Sunday, March 20, 2011

So let's blend . . . and taste . . . and coassssst.

I've never really thought about blending beers before. Other than mixing old sours with fresher batches or trying to salvage an unbalanced beer, it always struck me as gimmicky. Recently, somebody in our homebrew club discussed blending for the purpose of entering more styles of beer into competitions. Now I'm not that gung-ho about winning medals so again it didn't really interest me.

However, another local homebrew club has a competition coming up (the BOSS Charlie Orr Memorial Chicago Cup Challenge) and we're trying to encourage as many entries as possible in an attempt to win the coveted Chicago Cup. I currently have a Helles (which is a little too hoppy and will probably be entered as an Dortmunder Export) and a Dunkel that I think are quite tasty, so it occurred to me: maybe I could blend them to make an Oktoberfest and a Vienna lager! Some initial tests suggested some good possibilities, but tonight I picked up a Dortmunder (Ayinger Jahrhundert), a Dunkel (Flensburger) and a Vienna (Capital Wisconsin Amber, which is admittedly "loosely based" on the style) so I can both compare my beers to commercial examples and see if blending can make a Vienna. (On a side note, I couldn't find any commercial O-fests in March so I'll have to go by memory on that.)

So first, the comparison of my Helles (Export?) to Jahrhundert... Mine is a tad darker (a deep gold rather than straw) and somewhat opaque. It's actually weird... My first keg was crystal clear but this second keg just doesn't want to clear up. I took this second keg to Wisconsin and back but would think it would still drop clear after a couple weeks. Anyway, back to the beers. The Ayinger has more of a traditional Pils aroma whereas the Helles has a deeper breadiness. Mine is also both richer and hoppier; almost like a Maibock/Helles Bock. I think the balance is about the same; mine is hoppier, but also maltier. I'm almost tempted to enter it as a Helles Bock; while at 1053 it's way low for a Maibock (1064 minimum) it really tastes big. But it's clean, and too hoppy for a Helles, so I guess a Dortmunder Export it will be. (What's annoying is it would be perfect as a Kellerbier, but I already have on specialty beer--my Gose--and you can't enter two in the same category.)

Next, my Dunkel... Similar color and clarity to the Flensburger. The Flensburger's aroma is much more pronounced with sugar and caramel notes, almost sweet tea-like. Mine is far more muted. Flavor-wise, theirs is kind of hard to explain. I'd say the Flensburger is more toasty, like there's a touch of Carafa in there. It's also more grainy. Mine tastes a little fuller, rounder. Overall, however, I'd say these two are much closer than the Exports were. Bitterness is just about the same.

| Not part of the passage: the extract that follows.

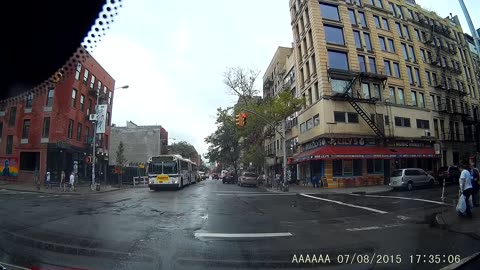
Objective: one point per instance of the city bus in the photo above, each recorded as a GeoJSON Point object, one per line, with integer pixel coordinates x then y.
{"type": "Point", "coordinates": [172, 171]}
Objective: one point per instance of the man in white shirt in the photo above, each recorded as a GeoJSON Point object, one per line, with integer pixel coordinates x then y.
{"type": "Point", "coordinates": [466, 186]}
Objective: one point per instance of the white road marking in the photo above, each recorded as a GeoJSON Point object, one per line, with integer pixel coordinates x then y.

It's just that tea-like flavor that I generally associate with crystal malts (mine was 100% Munich, so I wonder if they used some Pils and Caramunich malts in addition to the Munich).

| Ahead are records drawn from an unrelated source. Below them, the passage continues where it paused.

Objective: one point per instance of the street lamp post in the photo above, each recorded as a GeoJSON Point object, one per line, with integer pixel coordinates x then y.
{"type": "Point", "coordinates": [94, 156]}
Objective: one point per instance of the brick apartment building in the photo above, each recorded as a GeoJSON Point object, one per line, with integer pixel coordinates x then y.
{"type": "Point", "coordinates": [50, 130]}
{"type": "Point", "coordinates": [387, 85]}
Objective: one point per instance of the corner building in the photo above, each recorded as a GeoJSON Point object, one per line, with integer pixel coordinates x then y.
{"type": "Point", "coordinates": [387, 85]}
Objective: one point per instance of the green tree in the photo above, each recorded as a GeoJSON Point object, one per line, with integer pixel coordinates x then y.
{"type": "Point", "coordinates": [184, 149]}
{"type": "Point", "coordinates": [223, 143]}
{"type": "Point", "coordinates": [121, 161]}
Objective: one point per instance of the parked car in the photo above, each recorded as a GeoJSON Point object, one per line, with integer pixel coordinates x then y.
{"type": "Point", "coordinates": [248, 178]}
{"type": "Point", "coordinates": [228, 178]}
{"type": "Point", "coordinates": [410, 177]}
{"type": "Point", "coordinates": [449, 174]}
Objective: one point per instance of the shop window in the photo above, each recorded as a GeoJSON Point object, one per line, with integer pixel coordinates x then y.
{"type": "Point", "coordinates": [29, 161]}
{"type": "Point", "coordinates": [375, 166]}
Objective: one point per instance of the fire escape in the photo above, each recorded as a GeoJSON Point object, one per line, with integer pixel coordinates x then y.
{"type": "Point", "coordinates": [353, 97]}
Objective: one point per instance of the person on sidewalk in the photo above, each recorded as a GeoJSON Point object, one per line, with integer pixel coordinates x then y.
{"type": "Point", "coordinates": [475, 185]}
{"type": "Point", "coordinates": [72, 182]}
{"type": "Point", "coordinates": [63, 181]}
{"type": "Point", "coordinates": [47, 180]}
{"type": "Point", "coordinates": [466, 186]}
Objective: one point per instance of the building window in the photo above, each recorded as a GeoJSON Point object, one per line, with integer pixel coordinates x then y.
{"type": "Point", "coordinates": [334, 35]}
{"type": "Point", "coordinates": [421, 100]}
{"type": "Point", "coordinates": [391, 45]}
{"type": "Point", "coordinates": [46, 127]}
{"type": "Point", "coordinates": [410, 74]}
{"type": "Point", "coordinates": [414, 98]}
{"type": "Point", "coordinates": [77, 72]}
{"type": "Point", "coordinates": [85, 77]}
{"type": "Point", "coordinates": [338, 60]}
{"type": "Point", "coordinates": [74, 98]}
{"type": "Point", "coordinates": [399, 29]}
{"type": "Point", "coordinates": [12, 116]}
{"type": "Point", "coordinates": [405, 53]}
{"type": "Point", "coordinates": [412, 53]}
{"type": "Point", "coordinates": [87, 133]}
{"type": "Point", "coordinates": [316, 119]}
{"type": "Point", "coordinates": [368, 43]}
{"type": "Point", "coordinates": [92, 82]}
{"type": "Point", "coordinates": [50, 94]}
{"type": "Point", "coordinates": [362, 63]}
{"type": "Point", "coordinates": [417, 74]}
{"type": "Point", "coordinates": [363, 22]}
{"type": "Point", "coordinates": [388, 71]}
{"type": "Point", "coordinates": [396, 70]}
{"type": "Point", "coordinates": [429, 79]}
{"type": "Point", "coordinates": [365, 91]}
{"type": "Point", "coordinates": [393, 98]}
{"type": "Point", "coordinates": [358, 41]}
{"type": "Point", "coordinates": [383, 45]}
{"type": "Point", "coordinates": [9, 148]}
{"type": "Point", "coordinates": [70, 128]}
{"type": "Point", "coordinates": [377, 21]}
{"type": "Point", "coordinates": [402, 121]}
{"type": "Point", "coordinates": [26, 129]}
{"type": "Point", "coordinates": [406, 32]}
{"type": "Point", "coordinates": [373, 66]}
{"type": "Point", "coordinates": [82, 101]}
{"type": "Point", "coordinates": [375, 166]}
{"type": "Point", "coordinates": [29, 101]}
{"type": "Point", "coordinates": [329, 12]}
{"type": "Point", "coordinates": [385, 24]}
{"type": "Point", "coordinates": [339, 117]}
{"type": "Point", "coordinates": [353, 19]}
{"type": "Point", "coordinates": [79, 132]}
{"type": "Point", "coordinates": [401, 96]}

So now it's time for blending! First I figured I'd compare the Wisconsin Amber (the Vienna lager) to the Flensburger Dunkel to see how they differ. I poured a little of the Amber to do a color comparison and it's a tad lighter than the Flensburger Dunkel. Taste-wise, the Amber definitely has a little more Pils-like character to it. It's lighter on the palate and less sweet. Definitely seems like maybe a 2:1 Dunkel:Helles ratio would work. Let's find out...

Much like the comparison between the Exports, the big difference here is richness. Color-wise, the Amber is a little lighter than my blend, though I'm worried that a 50-50 blend will get the color right but be too hoppy. The flavor seems to be fairly good (mine is a tad hoppier, but not much) but there's still a fullness to mine that I'm not getting in the Amber.

Based on the first blend, I tried a 50-50 blend and as I suspected it's closer in flavor profile but hoppier. Hmm...

The last thing I tried was a 2:1 Helles:Dunkel ratio for an Oktoberfest. O-fests have a decent range of color, with Oktoberfests consumed in Germany being a deep gold and exported versions being more copper, almost red. This particular blend (the one pictured at the top of this post) came out a nice honey orange. The taste was pretty damn good, too. The richness of the Helles with a slight toastiness from the Dunkel. Again, it's a tad hoppy but certainly by U.S. standards this would pass as a style-appropriate Oktoberfest.

In the end, I decided to go with the 50-50 blend for my Vienna and a 2:1 Helles:Dunkel ratio for the Oktoberfest. I'll be curious to see how each does next week. In the meantime, this has opened me up to new possibilities regarding future beers... Could I brew ten gallons of one beer, five gallons of another, and end up with a 5-gallon keg of three different styles? Seems entirely possible to me!